John Bailey – The Kingfisher Diaries
December 31st 2012
Firstly can I wish everyone a very Happy New Year for tomorrow. I know over the last year or so I have been on my hobby-horse but the whole question of fish picking up a bait, feeling pressure and therefore dropping it, is one that is dominating my thoughts athrough out the year. I know bolt-rigs rely on high-octane pressure: they panic a fish into evasive action which results in self-hooking but, outside that arena, I think fish feeling pressure is frequently disastrous.
From the late summer onwards, I've been increasingly aware that barbel, chub, roach and pike will pick up baits and put them down very quickly if they feel there is anything wrong.
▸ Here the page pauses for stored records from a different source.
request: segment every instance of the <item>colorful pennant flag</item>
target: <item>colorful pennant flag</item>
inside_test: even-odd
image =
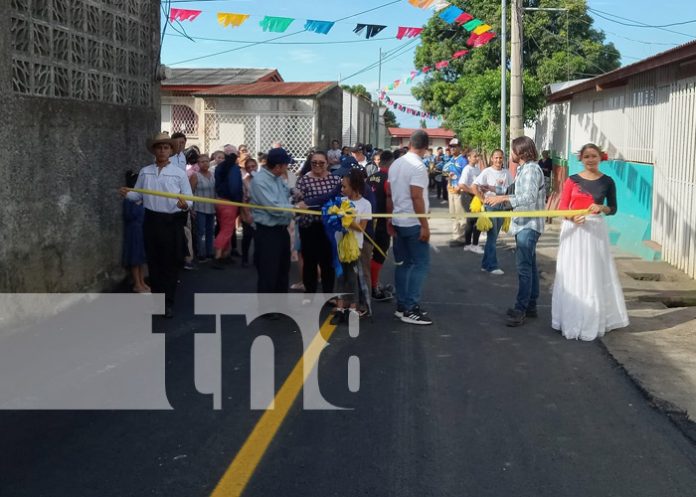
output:
[[[261,26],[264,31],[270,31],[271,33],[282,33],[290,27],[290,24],[292,24],[292,21],[294,20],[295,19],[292,17],[266,16],[259,23],[259,26]]]
[[[454,52],[454,53],[452,54],[452,58],[453,58],[453,59],[459,59],[460,57],[464,57],[464,56],[465,56],[466,54],[468,54],[468,53],[469,53],[468,50],[459,50],[459,51]]]
[[[462,9],[460,9],[459,7],[456,7],[454,5],[450,5],[445,10],[440,12],[439,17],[443,21],[452,24],[463,13],[464,13],[464,11]]]
[[[476,29],[474,29],[474,33],[477,35],[482,35],[483,33],[490,31],[491,29],[493,29],[492,26],[489,26],[488,24],[481,24]]]
[[[464,29],[471,32],[474,29],[478,28],[481,24],[483,24],[483,21],[481,19],[472,19],[471,21],[464,24]]]
[[[314,33],[325,35],[328,34],[329,31],[331,31],[331,28],[333,28],[334,24],[335,23],[332,21],[315,21],[312,19],[308,19],[305,23],[304,28],[307,31],[312,31]]]
[[[483,33],[482,35],[477,36],[474,34],[473,36],[476,36],[476,38],[474,39],[474,43],[472,46],[474,48],[478,48],[478,47],[482,47],[483,45],[485,45],[486,43],[491,41],[493,38],[495,38],[495,33],[493,33],[492,31],[489,31],[487,33]]]
[[[201,15],[201,10],[189,10],[189,9],[171,9],[169,11],[170,21],[193,21],[196,17]]]
[[[437,64],[435,64],[435,69],[444,69],[449,65],[449,60],[441,60]]]
[[[377,36],[380,33],[380,31],[386,28],[386,26],[382,26],[380,24],[358,24],[357,26],[355,26],[353,32],[356,34],[360,34],[362,30],[365,28],[367,28],[365,38],[369,40],[373,36]]]
[[[440,12],[442,9],[446,9],[452,5],[449,3],[447,0],[435,0],[435,3],[433,3],[432,7],[435,12]]]
[[[249,19],[249,14],[233,14],[231,12],[217,13],[217,20],[223,28],[226,28],[227,26],[237,28],[241,26],[247,19]]]
[[[459,17],[457,17],[454,20],[454,22],[456,22],[457,24],[464,24],[464,23],[471,21],[473,18],[474,18],[474,16],[472,16],[471,14],[467,14],[466,12],[463,12],[463,13],[459,14]]]
[[[402,40],[404,38],[415,38],[421,32],[423,31],[423,28],[409,28],[405,26],[399,26],[399,28],[396,31],[396,39],[397,40]]]
[[[384,91],[379,93],[379,99],[380,101],[384,102],[388,107],[392,107],[400,112],[405,112],[406,114],[410,114],[412,116],[425,117],[427,119],[442,119],[442,116],[438,116],[431,112],[424,112],[421,110],[412,109],[398,102],[395,102],[394,100],[389,98],[389,96]]]
[[[408,0],[408,3],[413,5],[414,7],[418,9],[427,9],[430,7],[435,0]]]

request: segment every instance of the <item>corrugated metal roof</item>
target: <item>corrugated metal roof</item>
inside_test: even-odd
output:
[[[335,81],[312,81],[306,83],[287,83],[264,81],[248,85],[226,85],[201,90],[197,96],[229,97],[314,97],[330,88],[338,86]]]
[[[639,60],[633,64],[614,69],[613,71],[588,79],[577,85],[552,92],[549,95],[548,100],[552,102],[567,100],[576,93],[581,93],[587,90],[596,90],[597,87],[601,88],[602,86],[611,85],[612,83],[620,83],[622,80],[625,80],[630,76],[635,76],[636,74],[657,69],[669,64],[685,62],[690,59],[696,59],[696,40],[653,55],[647,59]]]
[[[221,86],[256,83],[276,76],[283,80],[276,69],[262,68],[169,68],[169,77],[163,86]]]
[[[389,134],[394,138],[409,138],[419,128],[389,128]],[[454,138],[454,131],[447,128],[423,128],[430,138]]]

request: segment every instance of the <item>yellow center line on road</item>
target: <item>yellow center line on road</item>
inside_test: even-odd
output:
[[[328,341],[336,326],[330,324],[330,317],[324,321],[305,353],[300,357],[292,372],[276,394],[274,409],[264,411],[261,419],[239,449],[210,497],[239,497],[256,471],[261,458],[270,445],[278,428],[285,420],[290,408],[297,399],[309,373],[319,361],[324,341]]]

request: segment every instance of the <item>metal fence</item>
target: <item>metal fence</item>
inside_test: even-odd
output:
[[[274,142],[281,142],[295,158],[304,158],[314,136],[312,114],[250,114],[205,111],[203,148],[222,150],[231,143],[246,144],[252,152],[265,152]]]

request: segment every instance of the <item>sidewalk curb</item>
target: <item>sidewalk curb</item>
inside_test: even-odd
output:
[[[643,383],[636,377],[636,375],[632,374],[631,371],[629,371],[609,350],[609,347],[607,344],[604,343],[603,340],[596,340],[596,342],[600,345],[602,350],[606,353],[607,357],[616,365],[617,369],[620,369],[627,377],[629,380],[631,380],[631,383],[633,383],[638,391],[645,397],[650,406],[657,410],[658,412],[666,415],[669,420],[674,424],[679,431],[681,431],[686,438],[688,438],[691,443],[696,445],[696,421],[692,420],[689,418],[689,415],[686,410],[680,408],[676,404],[669,402],[668,400],[662,399],[648,390],[646,386],[643,385]]]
This is why I began to lay on with a float for barbel down on the Wye back in September. It was quite obvious that with normal quivertip and touch leger techniques, the barbel were rejecting baits very quickly indeed. The float gave them just a little more slack and built up a sense of security.
It's laying on that's producing some good roach for me now on the River Wensum. And, when I'm piking, I try to make sure my rigs are as delicately balanced as I can possibly make them. Indeed, when I ‘m dead baiting, I'll go to any lengths to try and avoid using even the lightest of leads.
I am convinced that a lot of anglers don't even know a fish has picked up and rejected the bait, the majority of times this happens. I think we'd all be amazed how frequently big fish in particular inspect our bait minutely and then reject it. A biteless day needn't always be so if we think our rigs through very carefully.